BWW Review: Strong Acting Powers BLUE SURGE
Paul Rush sure-handedly directs his talented Sixty-six Theater Co. cast at a languid, very laid-back pacing, most appropriate for the Wisconsin town that playwright Rebecca Gilman set BLUE SURGE in. Eddie Alfano charismatically and most effectively heads the ensemble as Curt the constantly, down-on-himself cop trying to make lieutenant.
We first encounter Curt as he gets a massage from massage therapist Sandy in a mini-mall massage parlor. When Curt asks for much more than a massage, the bra and panties-clad Sandy pooh-poohs his illicit suggestions, seemingly insulted by his impropriety. Hope Quattrocki imbues her Sandy with a lovely mixture of innocence and self-confidence, both of which Curt's lacking.

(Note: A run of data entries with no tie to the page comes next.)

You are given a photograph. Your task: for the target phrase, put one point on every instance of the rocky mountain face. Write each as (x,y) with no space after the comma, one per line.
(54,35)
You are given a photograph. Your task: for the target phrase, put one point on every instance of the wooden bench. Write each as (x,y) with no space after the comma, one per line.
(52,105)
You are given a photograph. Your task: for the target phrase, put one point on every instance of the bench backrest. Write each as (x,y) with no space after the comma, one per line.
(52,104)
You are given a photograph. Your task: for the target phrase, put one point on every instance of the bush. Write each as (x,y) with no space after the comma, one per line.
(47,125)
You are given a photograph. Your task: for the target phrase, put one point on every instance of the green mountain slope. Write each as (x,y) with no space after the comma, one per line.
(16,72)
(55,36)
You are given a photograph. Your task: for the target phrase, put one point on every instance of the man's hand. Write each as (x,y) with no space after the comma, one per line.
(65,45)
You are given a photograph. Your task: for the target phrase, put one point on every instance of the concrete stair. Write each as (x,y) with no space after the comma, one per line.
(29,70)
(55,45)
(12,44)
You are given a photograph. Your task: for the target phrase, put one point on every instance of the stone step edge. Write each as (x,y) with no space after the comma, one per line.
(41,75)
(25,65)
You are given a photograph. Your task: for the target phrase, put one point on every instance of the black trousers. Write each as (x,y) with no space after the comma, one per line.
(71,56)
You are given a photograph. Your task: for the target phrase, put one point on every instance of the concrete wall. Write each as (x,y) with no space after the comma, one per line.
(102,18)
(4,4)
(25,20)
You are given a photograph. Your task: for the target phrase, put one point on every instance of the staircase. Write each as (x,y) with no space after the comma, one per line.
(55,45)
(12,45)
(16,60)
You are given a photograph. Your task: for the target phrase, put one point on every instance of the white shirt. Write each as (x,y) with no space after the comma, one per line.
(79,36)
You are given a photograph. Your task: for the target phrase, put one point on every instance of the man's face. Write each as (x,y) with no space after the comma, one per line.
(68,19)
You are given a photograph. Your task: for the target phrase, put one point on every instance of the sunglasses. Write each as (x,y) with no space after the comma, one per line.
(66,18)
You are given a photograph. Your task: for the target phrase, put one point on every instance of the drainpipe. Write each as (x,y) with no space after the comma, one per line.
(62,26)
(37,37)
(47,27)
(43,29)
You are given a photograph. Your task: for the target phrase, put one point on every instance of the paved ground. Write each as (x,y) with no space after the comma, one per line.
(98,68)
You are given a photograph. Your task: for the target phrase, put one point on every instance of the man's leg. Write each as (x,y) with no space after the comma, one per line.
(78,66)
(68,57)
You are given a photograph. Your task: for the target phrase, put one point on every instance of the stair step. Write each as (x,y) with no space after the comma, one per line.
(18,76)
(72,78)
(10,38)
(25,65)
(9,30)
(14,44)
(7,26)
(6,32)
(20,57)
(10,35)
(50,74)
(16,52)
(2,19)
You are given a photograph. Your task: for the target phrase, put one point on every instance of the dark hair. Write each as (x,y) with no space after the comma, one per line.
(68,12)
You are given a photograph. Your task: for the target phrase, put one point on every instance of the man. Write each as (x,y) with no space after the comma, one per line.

Quattrocki and Alfano possess a most pleasing chemistry in all their interactions (non-sexual), despite Curt having a girlfriend - Beth who's frequently out of town. Whitney Anderson registers quite believably as the well-to-do, upper-class Beth.
Curt always seems to have to make excuses for his patrol partner and best friend, Doug; as Doug has a tendency to occasionally mess up. Steve Mize initially charms as the witless Doug, later turning on his convincing wiles to attract Heather, Sandy's fellow massage therapist. Rosie Koocher embodies her Heather with much sass and attitude.
In the course of the intermission-less two-hour show, relationships are tested (Curt and Beth, Curt and Doug) and attempted (Curt and Sandy, Doug and Heather).
Kudos to director Rush for his utilitarian scenic design of three static set areas, smoothly transforming into four sets with the able help of lighting designer Paul Timmel.